"On Tuesday at the Davos forum, U.S. Treasury Secretary Scott Bessent ridiculed the idea that Europe might retaliate against Donald Trump's expansionist ambitions in Greenland by selling U.S. sovereign bonds. He said the notion defies any logic, although the market seems to have taken note of the possibility, triggering a selling wave that exposes the vulnerabilities of the world's largest economy: its high debt and the imbalance of its public accounts."
"Washington is upending the global geopolitical order and using tariffs to advance its expansionist aims in Greenland: it threatened a 10% levy starting in February potentially rising to 25% later on European countries that deployed troops to the island. These threats were later withdrawn after Trump announced that a framework for a deal on Greenland had been reached. European investors hold substantial U.S. debt: the United Kingdom $800 billion; Belgium $399 billion; Luxembourg $328 billion; Switzerland $243 billion; and Norway $218 billion."
"Yet Trump's policies are accelerating investors' disinterest in the dollar and U.S. sovereign bonds, following straightforward financial logic rather than any political retaliation. On Tuesday, the yield on the 10-year U.S. Treasury approached 4.3%, the highest since August, while the 30-year yield neared 5%, a level that could trigger stock market corrections and alarms among bond watchers. At 5%, U.S. tech valuations are unsustainable, warns Roberto Scholtes, strategist at Singular Bank."
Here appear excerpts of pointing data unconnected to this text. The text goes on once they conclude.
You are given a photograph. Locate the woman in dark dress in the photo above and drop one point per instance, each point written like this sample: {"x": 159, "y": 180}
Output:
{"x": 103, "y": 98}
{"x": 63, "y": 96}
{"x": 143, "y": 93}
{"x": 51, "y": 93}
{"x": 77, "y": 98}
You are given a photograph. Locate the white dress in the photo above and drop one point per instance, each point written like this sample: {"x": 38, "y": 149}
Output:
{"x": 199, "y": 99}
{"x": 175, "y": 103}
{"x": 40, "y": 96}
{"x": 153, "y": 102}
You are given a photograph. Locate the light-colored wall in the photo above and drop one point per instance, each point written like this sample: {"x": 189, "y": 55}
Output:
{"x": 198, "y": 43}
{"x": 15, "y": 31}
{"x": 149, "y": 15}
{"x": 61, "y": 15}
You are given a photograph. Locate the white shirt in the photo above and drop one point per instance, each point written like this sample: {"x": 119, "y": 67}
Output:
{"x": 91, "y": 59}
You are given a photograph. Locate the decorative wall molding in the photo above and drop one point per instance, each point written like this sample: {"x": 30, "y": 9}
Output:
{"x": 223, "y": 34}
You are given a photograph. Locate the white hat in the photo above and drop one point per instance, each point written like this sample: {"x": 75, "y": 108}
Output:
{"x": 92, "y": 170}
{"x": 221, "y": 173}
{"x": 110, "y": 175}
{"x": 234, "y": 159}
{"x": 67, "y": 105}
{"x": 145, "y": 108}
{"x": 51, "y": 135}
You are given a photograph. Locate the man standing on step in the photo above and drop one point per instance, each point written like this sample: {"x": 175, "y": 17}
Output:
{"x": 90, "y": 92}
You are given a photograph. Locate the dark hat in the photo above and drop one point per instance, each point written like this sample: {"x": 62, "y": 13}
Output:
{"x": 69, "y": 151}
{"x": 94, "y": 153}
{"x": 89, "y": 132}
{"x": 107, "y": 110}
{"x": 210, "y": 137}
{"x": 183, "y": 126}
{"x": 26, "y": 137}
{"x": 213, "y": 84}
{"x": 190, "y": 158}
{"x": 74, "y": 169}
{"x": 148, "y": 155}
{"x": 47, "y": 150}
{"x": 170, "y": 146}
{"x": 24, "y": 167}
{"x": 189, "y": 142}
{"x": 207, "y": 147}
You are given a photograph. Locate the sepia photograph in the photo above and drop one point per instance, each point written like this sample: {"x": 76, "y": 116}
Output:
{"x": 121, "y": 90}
An idea that Europe might retaliate against U.S. expansionist moves by selling U.S. sovereign bonds was characterized as illogical, yet markets reacted by selling, exposing vulnerabilities in the U.S. economy: high debt and public-account imbalances. Tariff threats linked to Greenland sparked earlier tensions in U.S. sovereign debt. Washington's tariff posture and geopolitical shifts have reduced investor appetite for dollars and U.S. bonds, following financial logic rather than overt political retaliation. European holdings of U.S. debt are substantial—UK $800bn, Belgium $399bn, Luxembourg $328bn, Switzerland $243bn, Norway $218bn—making a halt in purchases potentially destabilizing. Rising yields—10-year near 4.3%, 30-year near 5%—threaten markets and tech valuations.